Мистер Коркоран опустил удочку и задумался, глядя на приречные камыши.
— Постарайтесь понять меня, Патрик. Вы пеклись в этой истории о том, чтобы избавить от неприятностей девушку. Девушку, которая, нисколько не колеблясь, без стыда забирается в спальню джентльмена среди ночи. Девушку, которая вероломно и низко поливает грязью свою ближайшую подругу, рассказывая самое дурное, что знает о ней. Девушку, готовую похоронить родного брата при трёх дорогах, и вообще — выбросить его тело псам, лишь бы добиться вожделенной цели — заполучить в мужья богатого и красивого джентльмена. Вам не кажется, Патрик, что эта девица нуждалась в… некотором вразумлении? В очищении её столь рано искажённой и сильно перекошенной души? Скандал привёл бы к тому, что от неё начали бы шарахаться в обществе — ни одна разумная мать не позволила бы сыну жениться на подобной особе — сестре самоубийцы и содомита. Это заставило бы её задуматься — что стоит порядочность? Что есть честь? Может быть, она опомнилась бы. Одиночество вразумляет. Если же и это не заставило бы её поумнеть и образумиться — значит, порча разъела эту душу окончательно. Но вы пошли по пути легчайшему и грешному — всё покрыли. В Лондон уехало ничтожное, пустое, развратное, подлое и озлобленное существо. Вы милосердны, Патрик, но вы увеличили количество зла в мире, — он грустно взглянул на мистера Дорана. — Я не осуждаю — просто констатирую.
Доран был подлинно поражён.
— Помилуйте, Коркоран! Эта девочка, почти ребёнок…
Коркоран окинул его долгим взглядом, в котором читались дружелюбие, жалость и насмешка.
— Это вы почти ребёнок, Доран, несмотря на зрелые годы и здравомыслие.
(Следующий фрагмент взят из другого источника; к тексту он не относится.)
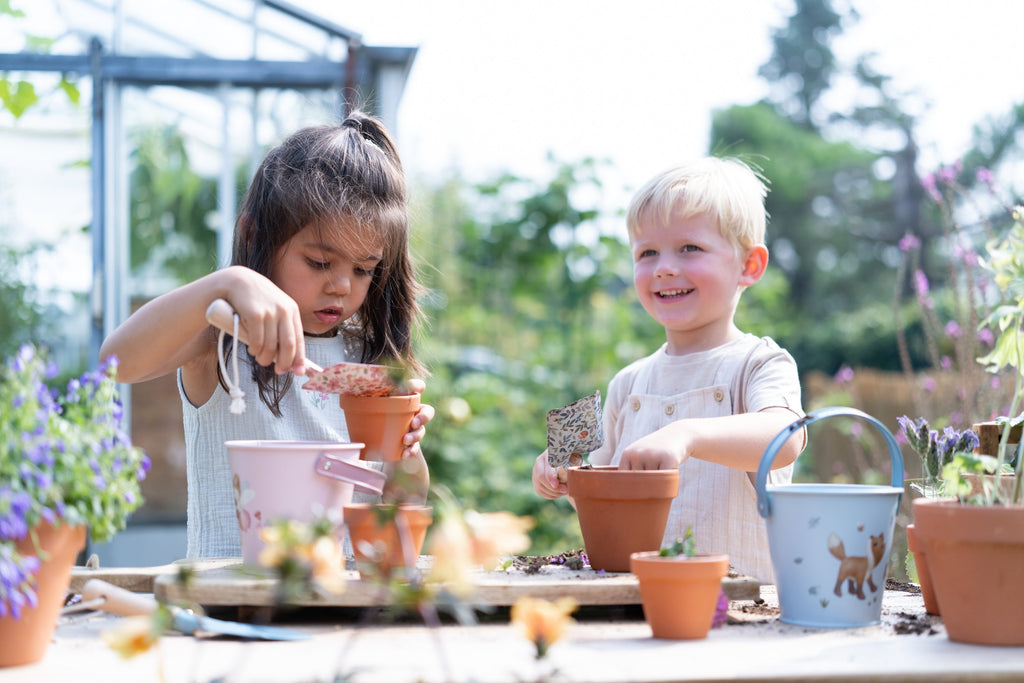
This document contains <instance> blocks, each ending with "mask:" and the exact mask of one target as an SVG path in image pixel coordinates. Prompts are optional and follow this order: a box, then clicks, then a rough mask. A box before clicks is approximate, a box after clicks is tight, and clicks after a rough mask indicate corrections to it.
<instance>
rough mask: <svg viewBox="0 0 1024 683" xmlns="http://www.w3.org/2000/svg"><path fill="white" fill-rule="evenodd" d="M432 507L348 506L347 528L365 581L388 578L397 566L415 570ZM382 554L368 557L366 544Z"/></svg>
mask: <svg viewBox="0 0 1024 683" xmlns="http://www.w3.org/2000/svg"><path fill="white" fill-rule="evenodd" d="M432 521H433V508H431V507H429V506H425V505H399V506H398V507H397V509H395V506H393V505H387V504H380V503H352V504H349V505H346V506H345V526H347V527H348V533H349V536H350V537H351V539H352V550H353V551H354V553H355V564H356V567H357V568H358V570H359V575H360V577H362V578H364V579H369V578H375V577H389V575H390V574H391V573H392V572H393V571H394V570H395V569H396V568H398V567H410V568H411V567H415V566H416V560H417V559H418V558H419V556H420V551H421V550H422V549H423V541H424V539H426V536H427V528H429V526H430V523H431V522H432ZM365 544H369V546H371V547H373V548H375V550H376V552H377V553H379V555H378V558H377V559H375V558H373V557H370V556H368V555H367V552H366V550H367V545H365Z"/></svg>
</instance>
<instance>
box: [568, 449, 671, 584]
mask: <svg viewBox="0 0 1024 683" xmlns="http://www.w3.org/2000/svg"><path fill="white" fill-rule="evenodd" d="M567 483H568V495H569V497H570V498H572V500H573V501H574V502H575V508H577V513H578V514H579V515H580V530H581V531H583V542H584V545H585V546H586V548H587V557H588V558H589V559H590V566H591V568H593V569H604V570H605V571H629V570H630V555H631V554H633V553H638V552H643V551H647V550H658V549H659V548H660V547H662V537H664V536H665V525H666V523H667V522H668V520H669V508H670V507H672V500H673V499H674V498H675V497H676V494H677V493H678V492H679V470H677V469H673V470H620V469H618V468H617V467H612V466H607V465H602V466H597V467H570V468H569V470H568V481H567Z"/></svg>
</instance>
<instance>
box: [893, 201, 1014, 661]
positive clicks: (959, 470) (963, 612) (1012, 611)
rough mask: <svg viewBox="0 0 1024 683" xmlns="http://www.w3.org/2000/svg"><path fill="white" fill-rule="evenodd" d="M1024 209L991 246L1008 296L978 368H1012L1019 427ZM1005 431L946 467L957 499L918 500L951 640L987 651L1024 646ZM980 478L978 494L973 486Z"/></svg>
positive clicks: (918, 532)
mask: <svg viewBox="0 0 1024 683" xmlns="http://www.w3.org/2000/svg"><path fill="white" fill-rule="evenodd" d="M1022 219H1024V210H1022V209H1021V208H1020V207H1017V208H1016V209H1015V210H1014V213H1013V224H1012V226H1011V228H1010V230H1009V232H1008V233H1007V234H1006V236H1005V237H1004V238H1002V239H1000V240H998V241H993V242H990V243H989V245H988V248H987V252H988V258H987V259H985V262H984V266H985V267H986V268H987V269H988V270H989V272H990V274H991V275H992V278H993V279H994V282H995V283H996V284H997V285H998V287H999V289H1000V291H1001V293H1002V302H1001V303H1000V305H998V306H997V307H996V308H995V309H994V311H993V312H992V313H991V314H990V315H989V316H988V317H987V318H986V319H985V321H984V323H983V326H986V327H987V328H988V329H992V330H993V331H994V332H995V336H996V338H995V344H994V347H993V349H992V351H991V352H990V353H988V354H987V355H985V356H984V357H982V358H979V362H981V364H982V365H983V366H985V367H986V368H987V369H988V370H989V371H990V372H993V373H998V372H1000V371H1006V370H1013V371H1014V375H1015V380H1014V381H1015V385H1014V393H1013V398H1012V400H1011V404H1010V411H1009V416H1011V417H1008V418H1006V419H1005V420H1004V421H1002V422H1004V423H1005V424H1008V425H1009V424H1013V423H1015V422H1017V421H1018V420H1019V418H1015V417H1013V416H1016V415H1017V413H1018V411H1019V410H1020V408H1021V400H1022V398H1024V377H1022V375H1021V373H1020V371H1021V369H1022V367H1024V365H1022V364H1024V220H1022ZM1009 435H1010V429H1005V430H1004V434H1002V437H1001V443H1000V447H999V449H998V453H997V455H996V456H995V457H992V456H988V455H973V454H966V453H962V454H957V455H955V456H954V457H953V459H952V462H950V463H947V464H945V465H944V467H943V471H942V478H943V486H944V493H945V494H947V495H949V496H954V497H955V498H941V499H938V498H922V499H918V500H916V501H914V506H913V511H914V512H913V516H914V526H915V527H916V535H918V537H919V539H920V540H921V541H922V542H923V543H924V545H925V547H926V550H927V552H928V563H929V569H930V572H931V578H932V582H933V584H934V588H935V593H936V596H937V598H938V601H939V605H940V606H941V609H942V618H943V622H944V624H945V627H946V632H947V634H948V636H949V638H950V640H955V641H959V642H968V643H979V644H988V645H1024V585H1022V584H1021V581H1020V571H1021V567H1022V566H1024V500H1022V498H1024V492H1022V487H1021V481H1022V477H1021V474H1022V472H1021V466H1022V462H1021V461H1022V460H1024V459H1020V458H1018V459H1017V462H1016V463H1015V467H1014V474H1015V475H1016V476H1015V481H1014V485H1012V486H1002V485H999V484H998V481H999V478H1000V476H1001V472H1002V471H1004V470H1005V469H1006V465H1007V464H1008V460H1007V453H1008V451H1007V449H1006V445H1007V443H1008V440H1009ZM970 474H979V475H980V476H981V480H982V485H981V490H980V492H979V493H974V492H973V489H972V487H971V486H970V484H969V483H968V481H967V477H968V475H970Z"/></svg>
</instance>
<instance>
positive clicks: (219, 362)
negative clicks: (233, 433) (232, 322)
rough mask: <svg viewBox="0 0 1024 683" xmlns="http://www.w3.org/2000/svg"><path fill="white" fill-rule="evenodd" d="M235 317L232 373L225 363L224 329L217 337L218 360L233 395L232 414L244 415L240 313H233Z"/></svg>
mask: <svg viewBox="0 0 1024 683" xmlns="http://www.w3.org/2000/svg"><path fill="white" fill-rule="evenodd" d="M232 317H233V318H234V331H233V335H232V337H231V371H232V373H233V374H232V375H228V374H227V367H226V365H225V364H224V331H223V330H221V331H220V335H219V336H218V338H217V360H218V362H219V364H220V374H221V375H222V376H223V378H224V382H225V383H226V384H227V391H228V393H229V394H230V396H231V408H230V411H231V414H232V415H242V414H243V413H245V412H246V394H245V392H244V391H243V390H242V387H241V386H239V314H238V313H234V314H233V315H232Z"/></svg>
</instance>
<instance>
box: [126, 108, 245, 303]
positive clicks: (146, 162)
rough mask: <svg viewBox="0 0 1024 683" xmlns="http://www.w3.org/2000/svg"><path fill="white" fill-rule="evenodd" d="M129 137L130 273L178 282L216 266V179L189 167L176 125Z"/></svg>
mask: <svg viewBox="0 0 1024 683" xmlns="http://www.w3.org/2000/svg"><path fill="white" fill-rule="evenodd" d="M131 136H132V155H131V159H132V162H133V168H132V171H131V176H130V180H129V182H130V184H131V190H130V191H131V198H132V201H131V205H130V221H131V248H130V255H131V257H130V263H131V269H132V274H134V275H139V274H142V273H148V274H152V275H156V276H161V278H164V279H170V281H171V282H172V283H173V285H181V284H184V283H188V282H191V281H194V280H196V279H198V278H201V276H202V275H205V274H207V273H208V272H210V271H212V270H214V269H216V267H217V236H216V232H215V231H214V229H213V228H212V227H211V225H212V224H213V222H212V221H213V219H214V217H215V213H216V211H217V183H216V180H214V179H211V178H205V177H202V176H200V175H199V174H198V173H196V171H195V170H194V169H193V167H191V164H190V162H189V160H188V152H187V148H186V147H185V140H184V138H183V136H182V135H181V132H180V131H179V130H178V129H177V127H176V126H165V127H147V128H138V129H135V130H133V131H132V134H131ZM243 182H244V181H243Z"/></svg>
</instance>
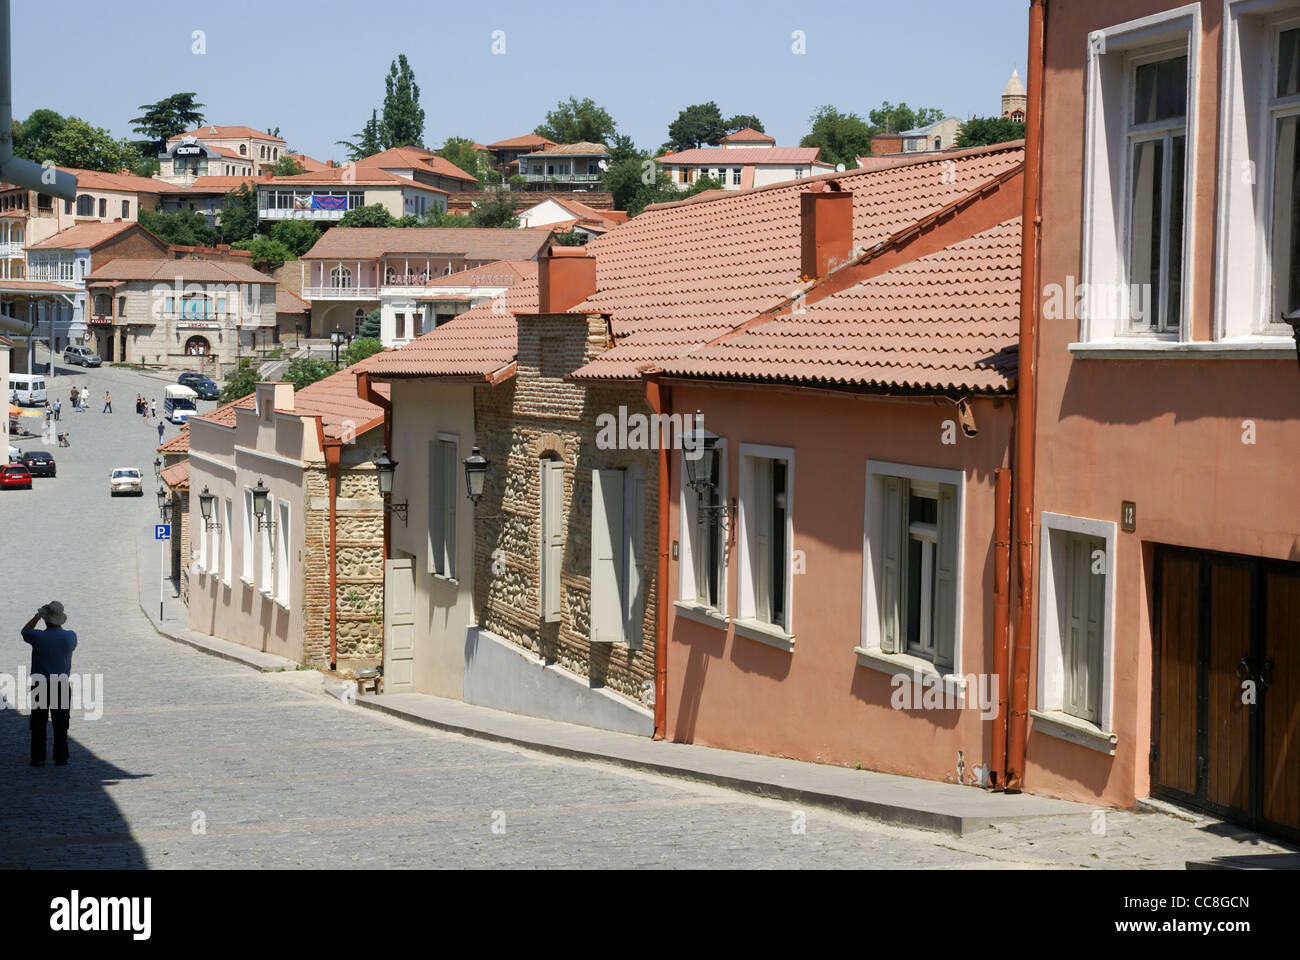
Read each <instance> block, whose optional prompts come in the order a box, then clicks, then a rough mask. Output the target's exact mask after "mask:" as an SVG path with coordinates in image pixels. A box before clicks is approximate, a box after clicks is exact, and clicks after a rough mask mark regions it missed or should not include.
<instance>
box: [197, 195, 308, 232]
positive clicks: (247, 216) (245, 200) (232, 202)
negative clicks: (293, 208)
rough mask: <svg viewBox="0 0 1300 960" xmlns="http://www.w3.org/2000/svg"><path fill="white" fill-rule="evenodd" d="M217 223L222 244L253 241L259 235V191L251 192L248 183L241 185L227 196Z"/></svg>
mask: <svg viewBox="0 0 1300 960" xmlns="http://www.w3.org/2000/svg"><path fill="white" fill-rule="evenodd" d="M217 222H218V225H220V229H221V242H222V243H238V242H239V241H248V239H252V238H253V235H256V233H257V191H256V190H251V189H250V187H248V185H247V183H240V185H239V189H238V190H231V191H230V193H229V194H226V200H225V206H224V207H222V208H221V215H220V216H218V217H217ZM285 222H298V221H285Z"/></svg>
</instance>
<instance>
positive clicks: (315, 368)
mask: <svg viewBox="0 0 1300 960" xmlns="http://www.w3.org/2000/svg"><path fill="white" fill-rule="evenodd" d="M331 373H334V364H333V363H330V362H329V360H318V359H315V358H309V356H295V358H294V359H292V360H290V362H289V369H287V371H285V380H286V381H287V382H290V384H292V385H294V389H295V390H302V389H303V388H304V386H311V385H312V384H315V382H316V381H317V380H324V379H325V377H328V376H330V375H331Z"/></svg>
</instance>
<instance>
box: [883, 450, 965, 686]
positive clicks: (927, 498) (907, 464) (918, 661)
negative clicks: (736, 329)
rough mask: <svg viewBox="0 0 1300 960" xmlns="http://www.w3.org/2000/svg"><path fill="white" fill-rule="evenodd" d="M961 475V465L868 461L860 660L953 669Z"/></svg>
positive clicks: (953, 667) (959, 630)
Я видел её глаза, когда она стояла у моей постели. Это были глаза Мессалины. Проходя мимо неё, я опускал очи, как семинарист, идущий мимо ночного заведения. И это притом, что застенчивостью не отличаюсь.
— Бога ради, что вы говорите?…
— Разумные вещи, Патрик, разумные вещи. Вспомните себя. Вы обмолвились, что вам отказали. Эти четырнадцать лет одиночества сделали вас хуже? Глупее? Нет. Вы набрались ума и созрели. Зачем же отнимать у другого шанс поумнеть? Не бойтесь бед и ударов судьбы — они посылаются нам во спасение и вразумление.
Они собрали снасти и двинулись к дому. Коркоран лениво продолжал.
— Моё сиротство научило меня разбираться в любви и людях, моё одиночество заставило мыслить, унижения и обиды, испытанные в детстве, закалили меня. Я жалею, что помощь дяди не дала мне узнать вкус нищеты — это тоже пошло бы мне на пользу. Горе делает нас людьми, Доран, а ваше «всепрощение» — просто потворство мерзости.
Доран поморщился, но не сдавался.
— Но ведь и его сиятельство просил вас…
— Граф понятия не имел, что представляла собой мисс Нортон на самом деле. Он — добрый человек и склонен смотреть на молодёжь с улыбкой и снисхождением. Во всяком случае, пытается.
Доран кивнул. Это было верно. Он опустил глаза и спросил о том, что его подлинно удивляло в Коркоране.
— Вы говорите, что не застенчивы… Я бы даже сказал, лишены стыда. Почему?
— Я не лишён стыда, с чего бы? Просто меня вечно заставляли стыдиться всего, что во мне подлинного: самого себя, своего тела, своего произношения, своих взглядов. Я пытался подстраиваться под всех, но едва не кончил разладом с самим собой. Людям не приходилось бы стыдиться, если бы они уважали себя сами и были подлинно достойны уважения. Я стыжусь своих мерзких мыслей, своей плотской слабости, но почему я должен стыдиться своей наготы? Я образ Божий.
С этим спорить отцу Дорану было трудно, хоть он и понимал, что суждения мистера Коркорана не универсальны.
Тот же уверенно продолжал:
— Во мне есть стыд — стыд совершить низость, но этот стыд есть мужество. А почему я должен стыдиться своего мужества?
Доран снова бросил внимательный взгляд на Коркорана. Он вернулся к изначальной теме разговора.
— Ну, хорошо, мисс Нортон, по-вашему, юная Мессалина. А ваша кузина Софи и мисс Морган? О них вы придерживаетесь, надеюсь, более лестного мнения?
Чёрные брови мистера Коркорана взлетели вверх, изогнувшись причудливым изломом.